This was the year things were maybe, possibly, going to be different for Tom Thibodeau, the Timberwolves and their bench.
The Wolves had a wafer-thin bench in 2016-17, and it cost them countless times a disappointing 31-51 season. Minnesota’s reserves played the fewest minutes and scored the fewest points of any team last season.
This offseason, Minnesota added Jamal Crawford to the bench, while the signing of Taj Gibson pushed Gorgui Dieng to the bench as well. Shabazz Muhammad re-signed late, adding to the depth. Add in Nemanja Bjelica and Tyus Jones and the Wolves had the look of a team that could easily go 10 deep and give starters a much-needed rest.
The depth wasn’t perfect, but it was improved. Head coach Tom Thibodeau, known in past years for playing his starters heavy minutes, seemed at least to have more reserves he could trust.
But here we are, 24 games into this season, and very little has changed. Minnesota’s bench production is still dismal (26th in points scored per game), largely because Minnesota’s reserves are once again playing a league-low 13.4 minutes per game — leaving almost 35 minutes, per game, on average for the starters.
Sure, the Wolves have been dinged by a few nagging player absences. Jimmy Butler missed a pair of games early. Dieng missed three, while Jeff Teague missed four. Bjelica has missed the last six. Along the way, Muhammad has struggled mightily to the point that he’s been a healthy DNP (did not play) twice recently and hasn’t topped seven minutes in any of the last three games he played.
With Muhammad struggling and Bjelica out Sunday, Thibodeau used just eight players in a win over the depleted Clippers. All five starters played at least 35 minutes, which isn’t surprising.
Are you ready for this? All five players in Minnesota’s typical starting lineup are in the top 40 in terms of average minutes played per game this season. Andrew Wiggins is tied for third (37 minutes), Butler is seventh (36.5), Karl-Anthony Towns is 20th (34.5), Teague is 28th (34) and Gibson is 40th (32.9).

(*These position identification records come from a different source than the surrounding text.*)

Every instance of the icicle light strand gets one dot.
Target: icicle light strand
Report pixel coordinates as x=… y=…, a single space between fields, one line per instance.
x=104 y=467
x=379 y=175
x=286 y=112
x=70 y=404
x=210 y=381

Only one other NBA team even has three starters in the top 40 — New Orleans, with Jrue Holiday, DeMarcus Cousins and Anthony Davis.
This is the continuation of a pattern with Thibodeau, and a reputation he has earned. Starting with 2011-12, his second season in Chicago, in his last five full seasons coached in the NBA his teams have never finished higher than 25th in bench minutes. The Wolves are well on their way to making it six in a row.
That’s a pattern. Thibodeau clearly identifies players he trusts, and he uses them heavily. The more important question then becomes: Is that a bad thing?
Some have blamed Derrick Rose’s injuries on heavy minutes logged for Thibodeau early on in Chicago. That said, it’s hard to say whether there is legitimate cause-effect or if that is just a convenient retroactive narrative to use by those who don’t like Thibodeau and/or his methods.
When you are in the flow of a game is there really much difference between playing, say, 37 and 32 minutes — particularly for the young Wiggins and Towns or the relentless Butler?
I mean, I legitimately don’t know. It would seem to be a bad idea to play these guys so much on the front end of back-to-back games (the Wolves are in Memphis on Monday after Sunday’s heavy minutes), but just last week all starters played at least 37 minutes against Washington and the Wolves routed the Pelicans the next night.
LeBron James has averaged nearly 39 minutes per game over the course of his career and is once again leading the league this season. Good players play a lot. The Wolves have a lot of good players.
As noted in a previous post, the Wolves have assembled a remarkably durable group of players. Where this becomes most troubling is if players start to break down (beyond the minor stuff so far this season) for long stretches, calling into question both their workload and the perilous depth of the team.
If Muhammad is a scratch, Bjelica is hurt and Thibodeau doesn’t want to play anyone else, the rotation is about as tight as it can be right now.
It would be nice if the Wolves could get 30 minutes a night from their bench wings so Butler and Wiggins “only” had to combine for the other 66. It might be smart to go with more of a 30/18 split with Teague and Jones, particularly after Tyus showed he could handle the increased workload (39 minutes or more in three straight games) when Teague was out.
But maybe you can’t have everything you want and still have a 14-10 record at this point? We’ll probably find out a lot more in the next 58 games.